Jeopardy! 2nd Edition sometimes does not accept correct responses. For example, one answer required the question “Who was Horatio Nelson?” (the British admiral who fought against France). However, “Who was Admiral Nelson?” was scored as an incorrect response. Similar problems affected other responses where minor differences in format or spelling were incorrectly scored. The Second Edition still will not let you override an incorrect decision.
Other minor omissions that were also present in the first edition include the inability to bypass or speed-up the TV-style introduction and the inability to choose different opponents. You can change the overall abilities of the computer opponents, but the two opponents remain the same.
This Macintosh version also does not include the “Pre-Show” audition that evaluates players and adjusts the initial level of play. Since you can adjust the abilities of your computer opponents, this isn’t a serious omission.

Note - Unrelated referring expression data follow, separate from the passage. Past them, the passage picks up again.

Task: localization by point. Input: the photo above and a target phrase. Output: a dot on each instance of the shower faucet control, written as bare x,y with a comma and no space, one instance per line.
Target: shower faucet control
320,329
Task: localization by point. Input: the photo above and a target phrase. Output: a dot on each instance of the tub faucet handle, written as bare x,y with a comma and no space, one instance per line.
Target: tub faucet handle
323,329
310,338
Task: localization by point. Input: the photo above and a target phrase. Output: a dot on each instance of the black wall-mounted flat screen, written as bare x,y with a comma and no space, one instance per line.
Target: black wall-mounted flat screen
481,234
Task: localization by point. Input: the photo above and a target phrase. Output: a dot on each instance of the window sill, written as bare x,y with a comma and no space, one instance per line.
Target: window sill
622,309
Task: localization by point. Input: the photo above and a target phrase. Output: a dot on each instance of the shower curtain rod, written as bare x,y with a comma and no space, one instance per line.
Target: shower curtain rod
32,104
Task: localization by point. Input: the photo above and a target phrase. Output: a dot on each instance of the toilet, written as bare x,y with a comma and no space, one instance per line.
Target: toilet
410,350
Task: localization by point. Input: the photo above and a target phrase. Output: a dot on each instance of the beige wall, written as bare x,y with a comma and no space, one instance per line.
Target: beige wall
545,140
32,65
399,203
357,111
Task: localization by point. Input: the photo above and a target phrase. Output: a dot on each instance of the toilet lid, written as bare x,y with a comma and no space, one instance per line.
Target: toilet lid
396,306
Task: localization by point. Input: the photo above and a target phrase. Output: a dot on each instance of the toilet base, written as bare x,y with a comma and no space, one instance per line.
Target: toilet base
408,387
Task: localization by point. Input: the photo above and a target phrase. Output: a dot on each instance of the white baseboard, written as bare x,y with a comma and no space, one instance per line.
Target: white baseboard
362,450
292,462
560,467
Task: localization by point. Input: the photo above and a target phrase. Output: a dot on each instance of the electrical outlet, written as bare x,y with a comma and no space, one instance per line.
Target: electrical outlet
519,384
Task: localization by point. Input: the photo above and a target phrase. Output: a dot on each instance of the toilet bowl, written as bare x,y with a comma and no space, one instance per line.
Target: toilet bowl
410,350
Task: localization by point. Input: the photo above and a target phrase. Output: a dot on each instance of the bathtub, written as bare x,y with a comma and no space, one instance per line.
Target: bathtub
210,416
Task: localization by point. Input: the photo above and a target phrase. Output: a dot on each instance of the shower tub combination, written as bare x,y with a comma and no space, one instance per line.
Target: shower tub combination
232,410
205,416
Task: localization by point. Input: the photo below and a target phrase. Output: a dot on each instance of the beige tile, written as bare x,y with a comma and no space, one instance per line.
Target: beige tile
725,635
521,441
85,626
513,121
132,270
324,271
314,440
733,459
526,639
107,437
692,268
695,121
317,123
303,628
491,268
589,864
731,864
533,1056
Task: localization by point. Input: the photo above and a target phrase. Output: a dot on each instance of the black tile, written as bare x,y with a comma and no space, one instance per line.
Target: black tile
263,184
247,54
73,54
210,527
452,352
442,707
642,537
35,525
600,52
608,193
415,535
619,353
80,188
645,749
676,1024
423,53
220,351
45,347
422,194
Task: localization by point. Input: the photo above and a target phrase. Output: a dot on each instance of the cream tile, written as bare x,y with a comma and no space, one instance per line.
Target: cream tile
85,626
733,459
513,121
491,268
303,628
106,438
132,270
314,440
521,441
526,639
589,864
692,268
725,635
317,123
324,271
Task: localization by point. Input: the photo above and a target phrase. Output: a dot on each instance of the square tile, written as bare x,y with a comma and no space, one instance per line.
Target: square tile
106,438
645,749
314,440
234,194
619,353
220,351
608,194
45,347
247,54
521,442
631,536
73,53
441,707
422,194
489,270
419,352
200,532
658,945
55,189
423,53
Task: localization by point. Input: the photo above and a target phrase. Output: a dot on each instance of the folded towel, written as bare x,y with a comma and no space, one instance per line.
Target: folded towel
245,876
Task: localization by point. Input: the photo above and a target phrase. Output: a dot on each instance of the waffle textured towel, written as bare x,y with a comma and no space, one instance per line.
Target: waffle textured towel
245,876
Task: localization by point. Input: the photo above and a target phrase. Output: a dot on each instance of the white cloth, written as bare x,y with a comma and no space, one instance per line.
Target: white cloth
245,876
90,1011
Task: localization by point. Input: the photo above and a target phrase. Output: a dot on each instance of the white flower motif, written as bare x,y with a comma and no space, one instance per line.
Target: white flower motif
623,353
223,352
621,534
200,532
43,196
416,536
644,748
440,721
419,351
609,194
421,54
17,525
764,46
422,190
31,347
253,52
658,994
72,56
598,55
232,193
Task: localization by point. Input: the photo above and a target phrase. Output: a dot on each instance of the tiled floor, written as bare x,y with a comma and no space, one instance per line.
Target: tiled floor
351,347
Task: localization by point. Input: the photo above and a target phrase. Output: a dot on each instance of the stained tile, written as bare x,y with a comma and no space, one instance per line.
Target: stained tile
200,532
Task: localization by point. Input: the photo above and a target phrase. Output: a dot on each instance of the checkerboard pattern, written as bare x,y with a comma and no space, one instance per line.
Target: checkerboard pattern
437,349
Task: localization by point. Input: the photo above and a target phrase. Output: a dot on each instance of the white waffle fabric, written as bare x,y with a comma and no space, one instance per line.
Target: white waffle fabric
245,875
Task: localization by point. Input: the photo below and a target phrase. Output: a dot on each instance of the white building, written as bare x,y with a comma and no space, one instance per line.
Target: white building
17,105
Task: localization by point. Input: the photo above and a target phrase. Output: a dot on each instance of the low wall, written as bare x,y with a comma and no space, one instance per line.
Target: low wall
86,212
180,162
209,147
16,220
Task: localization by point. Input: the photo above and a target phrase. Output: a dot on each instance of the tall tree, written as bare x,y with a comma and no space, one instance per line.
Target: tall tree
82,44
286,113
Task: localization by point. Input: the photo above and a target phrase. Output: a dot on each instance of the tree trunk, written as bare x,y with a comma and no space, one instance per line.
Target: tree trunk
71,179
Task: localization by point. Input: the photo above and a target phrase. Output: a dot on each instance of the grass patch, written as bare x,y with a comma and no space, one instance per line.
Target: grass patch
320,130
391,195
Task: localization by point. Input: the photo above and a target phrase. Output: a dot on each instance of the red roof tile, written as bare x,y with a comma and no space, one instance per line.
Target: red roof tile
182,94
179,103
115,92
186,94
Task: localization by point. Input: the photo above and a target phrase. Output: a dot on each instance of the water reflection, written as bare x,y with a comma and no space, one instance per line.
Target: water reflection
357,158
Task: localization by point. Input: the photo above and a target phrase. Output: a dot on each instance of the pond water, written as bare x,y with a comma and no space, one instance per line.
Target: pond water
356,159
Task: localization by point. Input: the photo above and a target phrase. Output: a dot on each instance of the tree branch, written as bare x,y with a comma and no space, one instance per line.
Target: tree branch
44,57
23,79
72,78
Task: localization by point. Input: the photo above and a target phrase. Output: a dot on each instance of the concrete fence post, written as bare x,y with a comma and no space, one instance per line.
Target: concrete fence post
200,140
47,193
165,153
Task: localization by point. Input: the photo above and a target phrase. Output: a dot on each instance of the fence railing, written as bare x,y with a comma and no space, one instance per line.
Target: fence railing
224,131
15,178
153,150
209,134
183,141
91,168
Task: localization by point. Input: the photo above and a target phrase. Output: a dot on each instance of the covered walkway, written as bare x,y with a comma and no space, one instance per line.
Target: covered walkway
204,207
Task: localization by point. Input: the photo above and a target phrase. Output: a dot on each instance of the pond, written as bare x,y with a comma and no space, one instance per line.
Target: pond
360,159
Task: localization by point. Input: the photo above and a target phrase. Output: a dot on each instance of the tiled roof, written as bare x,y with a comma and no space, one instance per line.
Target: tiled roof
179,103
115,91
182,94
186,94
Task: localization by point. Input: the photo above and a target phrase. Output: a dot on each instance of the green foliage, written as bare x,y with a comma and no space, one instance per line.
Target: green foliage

Jeopardy! 2nd Edition almost exactly replicates the “look and feel” and game play of Jeopardy!, although I am disappointed that there were no substantial improvements. I would have liked much better video (distributed on a second CD), the ability to save settings, the ability to choose from a variety of computer opponents with different abilities and playing styles, and the ability to add expansion modules instead of entire new game versions.
For those reasons, I can only give Jeopardy! 2nd Edition an “Okay” rating.